A wilp that abandons its responsibilities risks losing its legitimacy in the eyes of the people and the ancestors.
Land as Teacher and Lawgiver
The land shapes our social law:
- **Flood cycles** teach humility and patience.
- **Salmon migrations** teach timing, discipline, and gratitude.
- **Weather and tides** teach preparation and wisdom.
- **Animal patterns** teach respect and coexistence.
- **Sacred sites** teach remembrance and identity.
Ayaawx says the land is not a resource — **it is a relative**. To harm the land is to harm your own future generations.
Teaching Youth Their Rights AND Their Duties
Rights on the land must be taught early, but always together with responsibilities.
Youth learn:
- How to harvest respectfully
- How to return the first fish, berry, or prey
- How to open a site properly before using it
- How to watch for danger
- How to clean, repair, and maintain camp areas
- How to speak with humility when on another wilp’s territory
A young person who knows only rights becomes reckless. A young person who knows responsibilities becomes strong.

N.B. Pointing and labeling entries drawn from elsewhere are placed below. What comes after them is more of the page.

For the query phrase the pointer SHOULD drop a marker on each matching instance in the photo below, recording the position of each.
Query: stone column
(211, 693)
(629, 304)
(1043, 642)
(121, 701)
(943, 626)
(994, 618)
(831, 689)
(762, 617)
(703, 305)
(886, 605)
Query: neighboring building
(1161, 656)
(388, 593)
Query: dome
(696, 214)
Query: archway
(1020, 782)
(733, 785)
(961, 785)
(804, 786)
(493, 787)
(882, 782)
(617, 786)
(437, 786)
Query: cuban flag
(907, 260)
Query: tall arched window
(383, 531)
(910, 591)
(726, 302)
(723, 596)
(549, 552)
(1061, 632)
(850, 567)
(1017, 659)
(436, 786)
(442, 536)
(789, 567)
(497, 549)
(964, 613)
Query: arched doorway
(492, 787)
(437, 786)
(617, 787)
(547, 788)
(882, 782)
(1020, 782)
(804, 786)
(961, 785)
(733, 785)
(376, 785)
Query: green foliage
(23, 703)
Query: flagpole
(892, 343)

Creating Rights and Responsibilities Today
Even in modern times, we can maintain and restore ayaawx by:
- Re-establishing traditional stewardship areas
- Bringing youth and families back to harvesting sites
- Restoring names, stories, and responsibilities attached to each place
- Creating community-run monitoring of rivers, forests, and waterways
- Challenging outside interference that violates our land-based responsibilities
- Ensuring Elders guide decisions about territory and access
Ayaawx does not change simply because governments change. Rights and responsibilities remain as long as we uphold them.
Summary
- The land gives us rights.*
- The land gives us responsibilities.*
- Our duty is to maintain the balance so future generations inherit both intact.*
This is how Tsm’syen law survives — not by documents alone, but by living our responsibilities on the land every season, every generation.